Does the Minister not understand that people are not fools and they know perfectly well that it is not just councils that set council tax? They know that the Prime Minister is introducing another stealth tax here by imposing statutory regulations on local authorities without adequately funding them to carry out their responsibilities.
We have an established system that recognises the net increase in any extra burdens and responsibilities that we place on local authorities, and that is reflected in the settlement. There is no reason why anyone should experience excessive council tax rises this year. The increase that we have made continues the real-terms increase for local government that we have seen over the last 10 years under this Government. It gives all local authorities the certainty of knowing for three years what they will receive, it gives them the greater flexibility and freedoms for which they have asked, and it makes clear that their ability to manage lies, in many ways, in their own hands—in the efficiencies that they should be able to achieve for their council tax payers over the next three years.
The Minister will know that Conservative- controlled Hammersmith and Fulham council is proposing a 3 per cent. cut in council tax for the second successive year. That compares with an average annual increase of 7.7 per cent. under Labour over the previous 12 years. Remarkably, although band D council tax will now be £863 a year rather than the £1,064 that it would be if Labour were still in charge, the Audit Commission’s independent rating for the council’s services has increased from three stars to four. Surely the Minister must join me in congratulating the council on its excellent performance.
Of course it had a very good basis—a Labour basis—on which to build. Residents of Hammersmith and Fulham may well be looking at council tax cuts, as they did in the current year, but they are also looking at library cuts, law centre cuts and cuts in vital voluntary sector groups.
The hon. Gentleman refers to band D council tax figures, but fewer than one in six dwellings across the country are in band D. If he wants to swap figures according to political control, I must tell him that the average council tax level for all dwellings is £260 higher under Conservative authorities than under Labour authorities this year, and rose by more this year than last year.
The Minister’s last statement cannot go unchallenged. As he well knows, that difference is simply because there are more properties in higher bands in Conservative authority areas. I hope he will apologise for misleading the House in such a way.
As the hon. Gentleman represents the City, one would expect him to be good with figures.

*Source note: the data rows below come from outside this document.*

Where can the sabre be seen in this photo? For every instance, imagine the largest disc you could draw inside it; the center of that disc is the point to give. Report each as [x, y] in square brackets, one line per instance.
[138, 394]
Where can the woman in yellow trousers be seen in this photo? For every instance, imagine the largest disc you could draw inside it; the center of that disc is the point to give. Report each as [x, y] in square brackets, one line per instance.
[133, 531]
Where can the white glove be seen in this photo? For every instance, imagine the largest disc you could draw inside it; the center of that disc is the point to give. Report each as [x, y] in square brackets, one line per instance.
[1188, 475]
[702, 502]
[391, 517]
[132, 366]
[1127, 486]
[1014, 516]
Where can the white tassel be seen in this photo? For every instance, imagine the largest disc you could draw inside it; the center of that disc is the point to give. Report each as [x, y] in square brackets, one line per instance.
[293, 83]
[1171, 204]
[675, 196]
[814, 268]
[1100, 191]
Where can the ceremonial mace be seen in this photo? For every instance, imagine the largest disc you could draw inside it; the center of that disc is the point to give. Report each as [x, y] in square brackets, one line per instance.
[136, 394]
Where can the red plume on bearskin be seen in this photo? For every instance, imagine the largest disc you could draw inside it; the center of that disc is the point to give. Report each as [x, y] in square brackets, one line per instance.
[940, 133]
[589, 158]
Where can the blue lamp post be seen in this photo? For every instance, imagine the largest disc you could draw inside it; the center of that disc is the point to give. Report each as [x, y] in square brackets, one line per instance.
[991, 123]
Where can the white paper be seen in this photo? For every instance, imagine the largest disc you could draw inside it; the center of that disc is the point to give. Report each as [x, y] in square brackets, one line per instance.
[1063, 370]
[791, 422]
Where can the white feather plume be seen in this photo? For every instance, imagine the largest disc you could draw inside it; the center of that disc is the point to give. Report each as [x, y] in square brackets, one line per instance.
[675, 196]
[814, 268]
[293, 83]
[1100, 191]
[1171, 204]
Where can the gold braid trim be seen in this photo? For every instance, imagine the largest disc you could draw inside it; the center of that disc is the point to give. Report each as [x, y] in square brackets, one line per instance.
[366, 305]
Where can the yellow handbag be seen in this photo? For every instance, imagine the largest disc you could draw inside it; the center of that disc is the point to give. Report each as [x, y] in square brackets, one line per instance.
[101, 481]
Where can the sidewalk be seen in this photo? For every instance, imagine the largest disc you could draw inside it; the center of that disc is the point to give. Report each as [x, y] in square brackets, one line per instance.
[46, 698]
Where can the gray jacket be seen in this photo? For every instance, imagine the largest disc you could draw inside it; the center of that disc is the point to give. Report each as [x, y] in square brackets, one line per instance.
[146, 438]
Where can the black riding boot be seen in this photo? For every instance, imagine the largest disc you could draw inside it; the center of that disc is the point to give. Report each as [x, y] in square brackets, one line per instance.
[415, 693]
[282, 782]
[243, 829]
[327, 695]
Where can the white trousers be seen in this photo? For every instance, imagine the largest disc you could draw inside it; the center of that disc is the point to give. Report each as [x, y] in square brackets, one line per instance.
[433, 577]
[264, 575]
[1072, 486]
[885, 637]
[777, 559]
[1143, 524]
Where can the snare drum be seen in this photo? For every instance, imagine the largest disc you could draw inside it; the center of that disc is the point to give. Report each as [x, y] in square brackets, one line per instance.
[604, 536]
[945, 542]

I repeat that the problem with band D figures is that fewer than one in six properties are in band D. The right figures to use are those for the average council tax on all dwellings. Let me give them to the hon. Gentleman. The average council tax under Labour authorities this year was £938, the average under Conservative authorities was £1,200, and the average under Liberal Democrat authorities was £1,039. There have been higher rates and higher rises under the Tories than under Labour.